There were some things, Jean insisted, which would remain in her mind a long time – and the first was by no means the descent into the ground of her original prey. No, it was the sight of the two faces at the basement window – of the house with the open door from which the man was running – the house towards which Mrs Hyde had, to all intents and purposes, been making her way – two faces, behind grimy, once-white bars, that looked up and wrung Jean Hastie's heart so that she had, in turn, to stop in her tracks and look down.
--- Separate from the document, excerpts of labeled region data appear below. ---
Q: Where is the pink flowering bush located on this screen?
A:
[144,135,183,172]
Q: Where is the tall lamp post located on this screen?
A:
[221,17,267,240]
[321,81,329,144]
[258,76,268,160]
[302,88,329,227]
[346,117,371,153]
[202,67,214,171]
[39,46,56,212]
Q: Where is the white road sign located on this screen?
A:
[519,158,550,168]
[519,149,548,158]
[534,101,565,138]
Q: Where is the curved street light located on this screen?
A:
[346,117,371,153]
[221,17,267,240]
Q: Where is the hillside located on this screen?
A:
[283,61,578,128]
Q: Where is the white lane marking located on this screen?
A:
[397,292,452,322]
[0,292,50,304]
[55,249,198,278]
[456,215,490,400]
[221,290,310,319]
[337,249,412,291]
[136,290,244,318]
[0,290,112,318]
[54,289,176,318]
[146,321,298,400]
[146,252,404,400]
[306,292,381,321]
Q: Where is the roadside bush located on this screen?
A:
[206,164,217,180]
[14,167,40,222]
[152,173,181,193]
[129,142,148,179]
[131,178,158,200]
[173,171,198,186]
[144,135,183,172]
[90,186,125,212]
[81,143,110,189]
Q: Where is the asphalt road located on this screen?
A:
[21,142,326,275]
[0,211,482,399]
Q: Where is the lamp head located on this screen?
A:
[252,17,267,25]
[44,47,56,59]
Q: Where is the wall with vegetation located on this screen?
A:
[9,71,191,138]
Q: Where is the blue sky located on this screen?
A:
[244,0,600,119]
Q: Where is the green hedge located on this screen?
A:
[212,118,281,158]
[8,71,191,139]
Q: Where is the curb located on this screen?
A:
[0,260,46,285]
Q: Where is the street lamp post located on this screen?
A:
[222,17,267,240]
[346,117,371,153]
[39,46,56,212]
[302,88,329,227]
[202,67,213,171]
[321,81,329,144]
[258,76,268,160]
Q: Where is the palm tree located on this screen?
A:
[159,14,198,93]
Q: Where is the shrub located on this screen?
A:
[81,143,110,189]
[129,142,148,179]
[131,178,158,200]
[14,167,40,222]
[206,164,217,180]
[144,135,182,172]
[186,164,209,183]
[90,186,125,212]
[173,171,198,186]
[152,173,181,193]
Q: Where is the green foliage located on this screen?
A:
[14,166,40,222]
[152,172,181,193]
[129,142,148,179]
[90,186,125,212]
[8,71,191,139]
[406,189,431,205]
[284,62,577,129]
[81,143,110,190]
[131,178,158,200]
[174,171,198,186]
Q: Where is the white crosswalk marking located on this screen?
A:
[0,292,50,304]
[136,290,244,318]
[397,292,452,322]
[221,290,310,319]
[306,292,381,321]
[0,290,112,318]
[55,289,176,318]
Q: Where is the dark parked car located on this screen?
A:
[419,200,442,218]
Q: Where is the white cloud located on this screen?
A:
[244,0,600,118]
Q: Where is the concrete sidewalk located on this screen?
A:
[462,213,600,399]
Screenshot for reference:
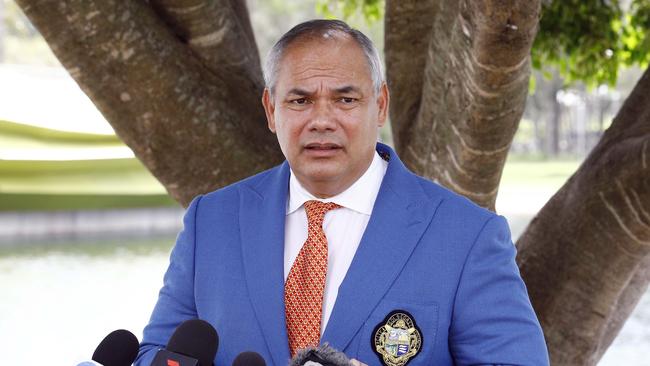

It must have been then – so Jean supposes – that Mrs Hyde ‘nipped off' somewhere else. For it is, after all, impossible to go down into the bowels of the earth in the middle of a busy street in London. Yet she could have sworn, when she looked up from her anguished contemplation of these children – so different from her own bairns: so pale and underfed and miserable, such examples of an upbringing in the cruel city – that she saw, just for one split second, the figure of Mrs Hyde, as she went down. ‘I know it can't be,' Jean said as Mara – and then Robina Sandel, called upstairs to hear the tale one more time – questioned her again. The man had run off, up the Grove towards Notting Hill. Jean was clear on that. But where – and you had to think of those poor children at the window – where was their mother now?

  

Jean Hastie had more than a few thoughts to contend with, as she left Ladbroke Grove and walked away from the bulldozers and pickaxes, towards the haven of Robina Sandel's house. Here the leather club fender and the air of battered permanence so soothing to inmates and visitors in an age of rapid change, demolition and reconstruction, would at least be the same as when she left earlier that day; here, too, she could hope to find Dr Frances Crane in a better frame of mind than before: prepared, possibly, to answer her urgent questions on Mrs Hyde and to allay some of her anxieties. She hurried on, uneasily aware that she, if not the ambience at No. 19, had certainly changed since her recent arrival. For how could it be, when she had passed nothing more alarming than a peeling house – the scaffolding proclaiming a return to mansion status; notices warning trespassers of dogs and prosecution; and then had walked right by a fine window, lit to show the terracotta hues of the room inside to the best advantage, with four or five people gathered in it, by a dark bookcase and guarded, as it seemed, by marble pilasters – that she felt, quite unequivocally, afraid? The lash of a shrub, wet and cold against her face, made her ashamed to admit that she would
prefer the maelstrom of Ladbroke Grove to the sudden, suffocating silence of this residential place. Somewhere in the gardens, behind the tall houses that lean just visibly against each other in their shallow foundations, an owl hooted. And Jean Hastie, telling herself she must make some sense out of this whole puzzle, walked back past the tableau in the terracotta room, and at a greater speed past the sheeted and iron-girt No. 39. Next door was a flight of stone steps, and here Jean rang on a bell where was inscribed, under a transparent shield that was also discreetly lit from behind, the name
E. JEKYLL
.

  

‘So you decided not to wait for Eliza's dinner party?' Mara Kaletsky said when Jean paused, as if trying to find words to convey what she had then seen. ‘You were worried for her, right? How much you need to be I don't really know. But she seems the kind of woman who can look after herself – wouldn't you say?'

Jean said she had been worried all the same. If her old friend was actually being menaced by some kind of psychotic – well, she was in need of help and there was an end to it. If she was simply going through one of her foolish phases – then Jean would refuse absolutely to draw up any legal documents for her.